C) Qu’est-ce qu’être cultivé ? Et que vaut cet impératif ?

 

Au moins trois sens de l’expression : un sens anthropologique qui oppose l’homme aux autres animaux en tant justement, qu’il n’est lui-même que par la culture. Sens déjà étudié

 Un sens sociologique, en tant que l’homme subit une culture, qu’il en est le produit.

 Un sens humaniste. Ce sont ces deux sens qu’il faudrait étudier.

 

1)      Les soupçons sociologiques

 

Le soupçon majeur à l’égard de la culture comme développement de l’humain c’est celui d’inauthenticité qui peut lui-même prendre plusieurs formes : Instrumentalisation de la culture à des fins de sélection sociale, et à des fins de promotion personnelle narcissique

 Toute société produit des élites qui cherchent elles-mêmes à défendre leurs intérêts de classe et à se reproduire : les formes de la culture constituent à ce titre des éléments de distinction dont la fonction est de permettre cette reproduction : « la pratique culturelle sert à différencier les classes et les fractions de classe, donc à justifier la domination des unes sur les autres. » Bourdieu

 A cette critique d’une instrumentalisation peut s’associer la critique d’une culture recherchée à seule fin de se valoriser soi-même, c’est cela qu’on peut appeler le snobisme culturel TEXTE 6  «  la culture a acquis une valeur de snobisme et où c’est devenu une affaire de position sociale que d’être assez éduqué pour apprécier la culture »  La crise de la culture (p 254).  Cette réduction de la culture au seul fait d’être « distingué » caractérise ce qu’H. Arendt nomme « le philistin cultivé », la culture devenue produit de masse se vide de toute substance et l’idéal humaniste se perd dans « une sphère de conversation raffinée » où il perd toute signification.

 

Ces critiques nourrissent un certain nombre d’attaques contre la culture, qui se joignent à des critiques plus classiques, qui séparent, parfois à juste titre, la culture et l’intelligence, la culture et la moralité. Cette dernière distinction a trouvé une terrible illustration dans la séduction qu’ont su exercer fascisme et nazisme sur les populations les plus cultivés d’Europe. Mais Kant prévenait déjà contre la confusion entre moralité, culture et civilité : « Nous sommes cultivés à un haut niveau par l'art et la science. Nous sommes civilisés, jusqu'à en être accablés, par la courtoisie et les convenances sociales de toutes sortes. Mais se tenir déjà pour moralisés, il s'en faut encore de beaucoup » Kant Idée d’une histoire universelle au point de vue cosmopolitique, Proposition 7

 

 

 

2) La culture humaniste

 

Il y a toujours un soupçon de snobisme ou de volonté de distinction dans toute préoccupation culturelle, dont acte. Il serait cependant absurde de rejeter pour cela la valeur d’éléments culturels, aussi absurde que de rejeter toute ambition d’agir correctement parce que les intentions morales ne sont jamais bonnes de façon certaine.
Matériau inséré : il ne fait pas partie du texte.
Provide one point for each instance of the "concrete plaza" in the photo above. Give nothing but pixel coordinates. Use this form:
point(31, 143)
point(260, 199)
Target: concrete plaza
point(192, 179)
 Hannah Arendt rappelle l’idéal romain de la cultura animi, « une personne cultivée devait être : quelqu’un qui sait choisir ses compagnons parmi les hommes, les choses, les pensées, dans le présent comme dans le passé » La crise de la culture p.288. Pour cela il faut rappeler la nécessité d’une fréquentation des œuvres, l’élaboration d’un véritable esprit critique qui ne s’inverse pas en sa caricature : la suspicion envers toutes les productions de l’esprit.

 Même lorsque Kant critique la seule culture des arts et des sciences, il le fait au nom d’une authentique culture de soi : « un lent effort de formation intérieure du mode de penser ».